Recently, in the grocery store, I over heard a lady asking a produce clerk how to cook a particular vegetable. I was curious as to what she was inquiring about so I peered over and noticed she was holding a spaghetti squash. She was asking the clerk if it was a spaghetti squash, how to cook it, for how long and using what cooking method. The produce clerk looked puzzled, confused and embarrassed that he had no answers to any of her questions.
After seeing this grocery store exchange I decided to write a blog on how to cook spaghetti squash. Cooking spaghetti squash is such an easy process that, in my opinion, can be easier then cooking its grain based pasta cousin. All you need to cook spaghetti squash is a squash, a knife, a baking sheet and an oven. It doesn’t get any more basic then that and the oven does all the work!
Spaghetti squashes come in various shapes and sizes. They range from very small to very large. When selecting a spaghetti squash choose one that is not shiny and firm to the touch. The squash should be free of dark soft spots and deep cracks. The squash should be somewhat heavy in comparison to its size. The squash can range in color from very pale yellow to a very deep, almost orange, yellow. The color has no effect on the quality of the squash so it should not be a determining factor.
Spaghetti squash can be prepared in a variety of ways including boiling, microwaving, steaming and baking. I have tried all of these methods and prefer to bake or roast spaghetti squash. Baking the squash locks in the flavor and provides for the best squash consistency. Roasting spaghetti squash can be done oil free, like how I have listed below, or you can add olive oil to the squash prior to baking.
How To – Cook Spaghetti Squash
1 medium sized spaghetti squash
Extra sharp, strong knife
Preheat oven to 375 degrees. Wash the outside of the spaghetti squash. Using a sharp, strong knife, carefully cut the squash into two equal halves, lengthwise.

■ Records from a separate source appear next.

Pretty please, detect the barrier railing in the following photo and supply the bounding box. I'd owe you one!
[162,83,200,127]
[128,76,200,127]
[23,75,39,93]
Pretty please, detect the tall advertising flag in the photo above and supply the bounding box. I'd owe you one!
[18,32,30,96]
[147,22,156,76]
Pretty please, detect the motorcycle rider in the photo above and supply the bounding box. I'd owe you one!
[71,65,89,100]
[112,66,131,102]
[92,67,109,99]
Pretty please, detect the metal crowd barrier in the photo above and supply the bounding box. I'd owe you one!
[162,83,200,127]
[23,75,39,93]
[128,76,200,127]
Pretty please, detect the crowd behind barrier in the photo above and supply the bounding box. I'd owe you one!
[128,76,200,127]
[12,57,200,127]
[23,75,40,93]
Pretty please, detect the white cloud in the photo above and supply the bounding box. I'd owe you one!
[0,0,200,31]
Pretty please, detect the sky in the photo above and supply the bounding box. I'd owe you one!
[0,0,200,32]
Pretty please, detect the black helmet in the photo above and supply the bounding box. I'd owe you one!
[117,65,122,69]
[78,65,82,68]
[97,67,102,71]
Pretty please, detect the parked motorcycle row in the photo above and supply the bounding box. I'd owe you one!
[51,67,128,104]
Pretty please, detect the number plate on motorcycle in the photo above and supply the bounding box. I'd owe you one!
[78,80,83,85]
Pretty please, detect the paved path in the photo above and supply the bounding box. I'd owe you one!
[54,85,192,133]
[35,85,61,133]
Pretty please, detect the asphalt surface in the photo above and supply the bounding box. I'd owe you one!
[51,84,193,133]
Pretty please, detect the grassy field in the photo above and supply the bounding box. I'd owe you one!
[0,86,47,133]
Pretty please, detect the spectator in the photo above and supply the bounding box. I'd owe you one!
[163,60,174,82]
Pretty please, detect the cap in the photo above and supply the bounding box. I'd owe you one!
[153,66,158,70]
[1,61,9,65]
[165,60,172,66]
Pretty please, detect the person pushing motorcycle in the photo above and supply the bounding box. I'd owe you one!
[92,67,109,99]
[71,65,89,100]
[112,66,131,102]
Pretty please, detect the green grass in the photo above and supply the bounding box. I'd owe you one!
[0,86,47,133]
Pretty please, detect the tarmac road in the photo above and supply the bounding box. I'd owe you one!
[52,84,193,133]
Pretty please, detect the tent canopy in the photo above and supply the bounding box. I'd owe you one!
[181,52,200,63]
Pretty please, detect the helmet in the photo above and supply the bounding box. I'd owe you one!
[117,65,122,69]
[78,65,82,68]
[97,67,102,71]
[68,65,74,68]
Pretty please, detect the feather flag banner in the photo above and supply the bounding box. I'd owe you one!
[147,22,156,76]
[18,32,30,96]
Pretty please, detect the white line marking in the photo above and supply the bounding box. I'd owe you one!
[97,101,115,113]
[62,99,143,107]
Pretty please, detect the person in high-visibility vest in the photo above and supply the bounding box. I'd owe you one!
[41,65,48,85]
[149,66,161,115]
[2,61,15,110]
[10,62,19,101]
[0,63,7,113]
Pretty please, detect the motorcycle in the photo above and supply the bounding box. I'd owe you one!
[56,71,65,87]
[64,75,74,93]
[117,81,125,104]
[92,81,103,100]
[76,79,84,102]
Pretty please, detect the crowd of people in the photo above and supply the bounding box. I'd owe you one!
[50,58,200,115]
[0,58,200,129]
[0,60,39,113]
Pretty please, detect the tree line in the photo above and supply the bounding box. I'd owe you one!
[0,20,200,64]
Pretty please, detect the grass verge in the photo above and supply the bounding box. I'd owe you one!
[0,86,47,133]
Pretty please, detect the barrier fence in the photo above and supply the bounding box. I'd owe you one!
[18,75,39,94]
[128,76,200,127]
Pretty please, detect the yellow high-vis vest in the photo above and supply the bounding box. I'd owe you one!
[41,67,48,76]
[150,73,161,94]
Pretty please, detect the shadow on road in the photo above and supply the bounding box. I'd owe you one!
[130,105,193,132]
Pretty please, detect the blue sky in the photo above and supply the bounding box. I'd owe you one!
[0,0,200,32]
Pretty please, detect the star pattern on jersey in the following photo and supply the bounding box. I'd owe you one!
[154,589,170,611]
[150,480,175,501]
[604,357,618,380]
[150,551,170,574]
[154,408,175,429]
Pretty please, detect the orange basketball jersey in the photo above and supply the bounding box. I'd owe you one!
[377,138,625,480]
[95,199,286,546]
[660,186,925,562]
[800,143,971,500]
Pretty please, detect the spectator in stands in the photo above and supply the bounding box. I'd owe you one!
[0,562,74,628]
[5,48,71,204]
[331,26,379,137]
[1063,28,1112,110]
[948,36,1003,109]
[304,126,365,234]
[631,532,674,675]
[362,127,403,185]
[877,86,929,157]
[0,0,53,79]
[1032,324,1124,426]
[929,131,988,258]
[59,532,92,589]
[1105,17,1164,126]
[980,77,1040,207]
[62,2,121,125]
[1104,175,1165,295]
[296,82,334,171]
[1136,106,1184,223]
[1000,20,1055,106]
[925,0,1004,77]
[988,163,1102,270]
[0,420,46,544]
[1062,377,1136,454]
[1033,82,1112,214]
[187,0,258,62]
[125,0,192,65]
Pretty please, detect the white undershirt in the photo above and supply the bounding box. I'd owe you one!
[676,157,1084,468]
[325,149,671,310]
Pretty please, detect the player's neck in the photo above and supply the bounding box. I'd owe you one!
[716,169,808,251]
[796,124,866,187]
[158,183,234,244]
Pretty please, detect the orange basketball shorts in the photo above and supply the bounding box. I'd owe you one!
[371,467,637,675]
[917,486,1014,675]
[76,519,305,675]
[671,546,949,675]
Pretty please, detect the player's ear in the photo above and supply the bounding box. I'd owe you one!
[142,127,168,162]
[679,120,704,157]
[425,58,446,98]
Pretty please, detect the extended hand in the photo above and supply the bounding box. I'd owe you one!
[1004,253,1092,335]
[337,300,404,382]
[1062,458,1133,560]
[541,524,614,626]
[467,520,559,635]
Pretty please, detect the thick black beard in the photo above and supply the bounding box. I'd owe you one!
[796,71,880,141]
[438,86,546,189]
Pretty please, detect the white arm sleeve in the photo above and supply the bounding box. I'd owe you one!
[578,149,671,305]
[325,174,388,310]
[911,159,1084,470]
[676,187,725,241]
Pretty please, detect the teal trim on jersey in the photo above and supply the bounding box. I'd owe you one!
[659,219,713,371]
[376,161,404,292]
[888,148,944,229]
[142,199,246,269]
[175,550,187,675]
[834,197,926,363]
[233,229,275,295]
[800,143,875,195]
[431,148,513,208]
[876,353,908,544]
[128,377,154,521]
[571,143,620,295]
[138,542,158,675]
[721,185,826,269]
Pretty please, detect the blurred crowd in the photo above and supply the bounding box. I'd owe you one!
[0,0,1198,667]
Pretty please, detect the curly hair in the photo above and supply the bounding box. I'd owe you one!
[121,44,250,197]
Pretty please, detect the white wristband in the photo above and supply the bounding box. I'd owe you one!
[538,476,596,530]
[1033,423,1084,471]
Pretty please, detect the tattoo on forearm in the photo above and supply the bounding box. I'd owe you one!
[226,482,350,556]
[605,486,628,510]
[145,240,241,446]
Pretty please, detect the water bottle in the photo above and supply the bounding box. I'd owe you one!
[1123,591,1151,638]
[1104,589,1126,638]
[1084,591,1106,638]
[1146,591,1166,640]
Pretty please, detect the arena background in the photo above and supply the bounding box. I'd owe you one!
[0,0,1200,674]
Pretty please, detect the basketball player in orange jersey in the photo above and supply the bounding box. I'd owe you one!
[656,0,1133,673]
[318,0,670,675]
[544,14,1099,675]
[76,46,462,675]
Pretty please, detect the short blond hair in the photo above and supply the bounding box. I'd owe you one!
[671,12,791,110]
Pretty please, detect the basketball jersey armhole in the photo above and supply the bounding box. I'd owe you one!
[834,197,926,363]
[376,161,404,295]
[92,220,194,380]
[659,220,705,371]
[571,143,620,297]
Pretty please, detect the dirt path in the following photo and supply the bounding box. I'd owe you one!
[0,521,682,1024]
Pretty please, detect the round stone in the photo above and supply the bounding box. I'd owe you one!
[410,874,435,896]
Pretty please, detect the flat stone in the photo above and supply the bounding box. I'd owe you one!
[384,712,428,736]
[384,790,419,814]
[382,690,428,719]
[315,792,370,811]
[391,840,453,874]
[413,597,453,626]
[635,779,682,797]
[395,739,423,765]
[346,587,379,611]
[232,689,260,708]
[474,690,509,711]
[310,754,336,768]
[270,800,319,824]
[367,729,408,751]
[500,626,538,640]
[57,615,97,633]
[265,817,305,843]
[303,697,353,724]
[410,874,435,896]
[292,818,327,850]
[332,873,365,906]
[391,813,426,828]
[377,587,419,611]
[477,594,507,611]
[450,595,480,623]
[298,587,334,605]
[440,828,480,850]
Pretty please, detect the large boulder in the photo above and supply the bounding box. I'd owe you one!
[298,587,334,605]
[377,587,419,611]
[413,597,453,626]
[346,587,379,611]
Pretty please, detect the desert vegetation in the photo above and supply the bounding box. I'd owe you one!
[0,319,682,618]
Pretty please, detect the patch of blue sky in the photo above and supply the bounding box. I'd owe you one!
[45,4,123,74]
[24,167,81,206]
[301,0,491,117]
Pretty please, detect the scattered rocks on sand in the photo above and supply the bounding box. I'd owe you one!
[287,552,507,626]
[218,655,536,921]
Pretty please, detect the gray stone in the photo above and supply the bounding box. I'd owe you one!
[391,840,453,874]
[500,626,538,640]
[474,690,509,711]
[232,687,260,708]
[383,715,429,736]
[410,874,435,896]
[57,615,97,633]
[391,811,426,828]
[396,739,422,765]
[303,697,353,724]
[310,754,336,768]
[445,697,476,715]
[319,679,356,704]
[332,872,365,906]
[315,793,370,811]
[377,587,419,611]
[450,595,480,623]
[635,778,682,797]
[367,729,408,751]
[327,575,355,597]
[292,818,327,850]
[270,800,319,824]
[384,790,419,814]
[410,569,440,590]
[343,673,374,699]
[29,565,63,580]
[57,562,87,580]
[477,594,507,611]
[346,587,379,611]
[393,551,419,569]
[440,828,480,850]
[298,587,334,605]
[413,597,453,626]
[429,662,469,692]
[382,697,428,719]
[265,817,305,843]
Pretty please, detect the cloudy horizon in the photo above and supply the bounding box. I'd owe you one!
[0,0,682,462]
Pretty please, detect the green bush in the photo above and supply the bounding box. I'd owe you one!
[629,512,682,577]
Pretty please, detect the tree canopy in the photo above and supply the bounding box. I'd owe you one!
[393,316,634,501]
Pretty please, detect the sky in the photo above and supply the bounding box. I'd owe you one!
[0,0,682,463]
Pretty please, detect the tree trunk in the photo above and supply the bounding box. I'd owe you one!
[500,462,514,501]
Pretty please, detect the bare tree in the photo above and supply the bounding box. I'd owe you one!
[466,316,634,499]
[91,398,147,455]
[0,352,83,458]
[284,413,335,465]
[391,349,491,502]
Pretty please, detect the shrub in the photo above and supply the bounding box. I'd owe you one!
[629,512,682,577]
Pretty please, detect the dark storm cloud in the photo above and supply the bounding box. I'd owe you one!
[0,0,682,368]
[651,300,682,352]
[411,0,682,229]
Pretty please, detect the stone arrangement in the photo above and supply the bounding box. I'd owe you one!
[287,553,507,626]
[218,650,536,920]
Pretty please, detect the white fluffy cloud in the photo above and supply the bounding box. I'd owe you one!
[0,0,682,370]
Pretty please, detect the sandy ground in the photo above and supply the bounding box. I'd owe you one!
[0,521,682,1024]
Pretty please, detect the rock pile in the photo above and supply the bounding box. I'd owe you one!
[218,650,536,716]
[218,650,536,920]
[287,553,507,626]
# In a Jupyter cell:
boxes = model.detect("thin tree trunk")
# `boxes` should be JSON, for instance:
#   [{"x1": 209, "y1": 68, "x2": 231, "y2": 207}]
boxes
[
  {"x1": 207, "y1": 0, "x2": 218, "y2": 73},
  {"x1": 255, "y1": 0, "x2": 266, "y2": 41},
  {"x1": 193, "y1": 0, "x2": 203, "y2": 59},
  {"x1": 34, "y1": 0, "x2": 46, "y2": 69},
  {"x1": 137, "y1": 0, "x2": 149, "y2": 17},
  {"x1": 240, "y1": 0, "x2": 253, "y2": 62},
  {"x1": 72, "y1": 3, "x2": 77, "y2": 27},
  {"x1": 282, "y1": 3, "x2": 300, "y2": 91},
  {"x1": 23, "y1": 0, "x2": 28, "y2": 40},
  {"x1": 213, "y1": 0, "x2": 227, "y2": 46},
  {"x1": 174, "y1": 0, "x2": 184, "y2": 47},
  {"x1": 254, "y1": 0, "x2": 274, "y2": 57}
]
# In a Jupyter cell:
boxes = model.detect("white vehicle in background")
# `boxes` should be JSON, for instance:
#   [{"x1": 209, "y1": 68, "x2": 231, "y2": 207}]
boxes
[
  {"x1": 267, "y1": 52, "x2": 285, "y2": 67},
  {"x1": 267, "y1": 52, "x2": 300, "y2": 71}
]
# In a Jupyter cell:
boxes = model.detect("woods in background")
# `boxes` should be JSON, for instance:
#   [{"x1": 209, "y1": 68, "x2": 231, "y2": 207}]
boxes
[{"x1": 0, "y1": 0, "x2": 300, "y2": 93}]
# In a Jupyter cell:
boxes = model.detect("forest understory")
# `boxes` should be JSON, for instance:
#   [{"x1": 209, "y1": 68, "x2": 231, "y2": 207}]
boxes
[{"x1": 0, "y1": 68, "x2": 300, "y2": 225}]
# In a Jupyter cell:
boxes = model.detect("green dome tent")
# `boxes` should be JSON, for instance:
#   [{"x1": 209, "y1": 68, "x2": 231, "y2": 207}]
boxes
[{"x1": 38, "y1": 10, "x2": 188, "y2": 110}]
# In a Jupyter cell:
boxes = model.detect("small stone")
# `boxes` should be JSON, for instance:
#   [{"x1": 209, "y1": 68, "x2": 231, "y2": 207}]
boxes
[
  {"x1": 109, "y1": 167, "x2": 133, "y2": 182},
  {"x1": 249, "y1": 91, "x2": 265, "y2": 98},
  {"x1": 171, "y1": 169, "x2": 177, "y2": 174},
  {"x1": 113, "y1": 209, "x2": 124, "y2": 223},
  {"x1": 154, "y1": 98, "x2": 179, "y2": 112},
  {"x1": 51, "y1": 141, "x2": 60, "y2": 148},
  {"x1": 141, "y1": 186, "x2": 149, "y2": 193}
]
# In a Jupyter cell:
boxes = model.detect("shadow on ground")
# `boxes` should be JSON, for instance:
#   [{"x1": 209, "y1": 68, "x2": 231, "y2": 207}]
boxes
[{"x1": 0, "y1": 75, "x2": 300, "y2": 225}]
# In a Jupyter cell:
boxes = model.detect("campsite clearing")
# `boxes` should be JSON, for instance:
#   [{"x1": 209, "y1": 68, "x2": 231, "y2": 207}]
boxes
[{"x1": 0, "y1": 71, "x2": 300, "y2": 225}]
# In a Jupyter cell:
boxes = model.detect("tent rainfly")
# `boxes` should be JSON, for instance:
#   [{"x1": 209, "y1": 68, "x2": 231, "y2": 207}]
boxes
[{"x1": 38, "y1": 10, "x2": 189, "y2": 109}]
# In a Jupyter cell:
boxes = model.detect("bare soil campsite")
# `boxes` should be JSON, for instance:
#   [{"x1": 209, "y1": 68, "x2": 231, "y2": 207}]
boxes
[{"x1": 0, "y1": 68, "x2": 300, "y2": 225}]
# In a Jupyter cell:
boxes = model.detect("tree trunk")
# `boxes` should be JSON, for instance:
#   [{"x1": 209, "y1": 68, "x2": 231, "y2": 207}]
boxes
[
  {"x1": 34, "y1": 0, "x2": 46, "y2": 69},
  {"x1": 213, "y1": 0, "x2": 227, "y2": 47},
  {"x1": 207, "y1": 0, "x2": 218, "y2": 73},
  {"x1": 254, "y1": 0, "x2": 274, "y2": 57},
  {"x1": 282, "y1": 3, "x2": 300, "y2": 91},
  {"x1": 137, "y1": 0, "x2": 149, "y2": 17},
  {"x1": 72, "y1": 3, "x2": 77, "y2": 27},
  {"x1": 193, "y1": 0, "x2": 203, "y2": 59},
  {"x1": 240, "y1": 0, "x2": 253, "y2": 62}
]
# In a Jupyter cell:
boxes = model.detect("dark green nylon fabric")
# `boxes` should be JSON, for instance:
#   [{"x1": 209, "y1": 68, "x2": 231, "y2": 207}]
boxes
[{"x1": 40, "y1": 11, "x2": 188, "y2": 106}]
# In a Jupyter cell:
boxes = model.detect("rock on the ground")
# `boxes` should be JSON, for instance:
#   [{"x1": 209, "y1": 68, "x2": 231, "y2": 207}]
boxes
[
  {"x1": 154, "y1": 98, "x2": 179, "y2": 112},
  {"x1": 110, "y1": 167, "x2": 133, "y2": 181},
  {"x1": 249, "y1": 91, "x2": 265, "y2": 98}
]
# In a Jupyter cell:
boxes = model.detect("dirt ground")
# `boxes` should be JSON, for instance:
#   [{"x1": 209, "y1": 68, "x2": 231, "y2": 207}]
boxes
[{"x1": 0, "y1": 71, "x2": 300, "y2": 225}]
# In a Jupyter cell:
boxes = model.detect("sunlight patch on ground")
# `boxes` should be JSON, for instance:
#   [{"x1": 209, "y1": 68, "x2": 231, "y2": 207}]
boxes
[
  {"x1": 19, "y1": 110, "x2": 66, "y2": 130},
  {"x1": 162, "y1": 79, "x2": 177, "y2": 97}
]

Using an ice cream scoop or large spoon, scoop the seeds out from each squash half. Place the halves, face down, on a baking sheet. Roast in the oven for about 30 minutes.
Each squash will roast differently, especially due to the difference in squash sizes. Because of this difference, it is crucial to check the squash after this 30 minute mark. Most of the time the squash will be done and can be taken out of the oven. However, there are times when the squash is not finished roasting and will need more time in the oven. Like pasta, spaghetti squash can be cooked to the fit your texture preference. I prefer my pasta and my spaghetti squash to be on the al dente side, so I never roast a squash longer then 30 minutes. The longer you roast the squash the softer the strands will become.
The texture of the strands can be tested using a fork. After removing the squash from the over, carefully turn over one of the halves and, using a fork, scrap the inside of the squash. If there is a lot of resistance then the squash needs to go back in the oven to roast for more time. If the strands come away nicely and are somewhat soft, then the squash is finished roasting and can be set aside to cool slightly before serving. You can also sample the squash strands to see if the texture fits your preference. Also note that while the squash cools outside of the over, the strands will continue to cook. Because of this, I have always found it is better to under cook the squash slightly and then let it finish cooking while it is cooling.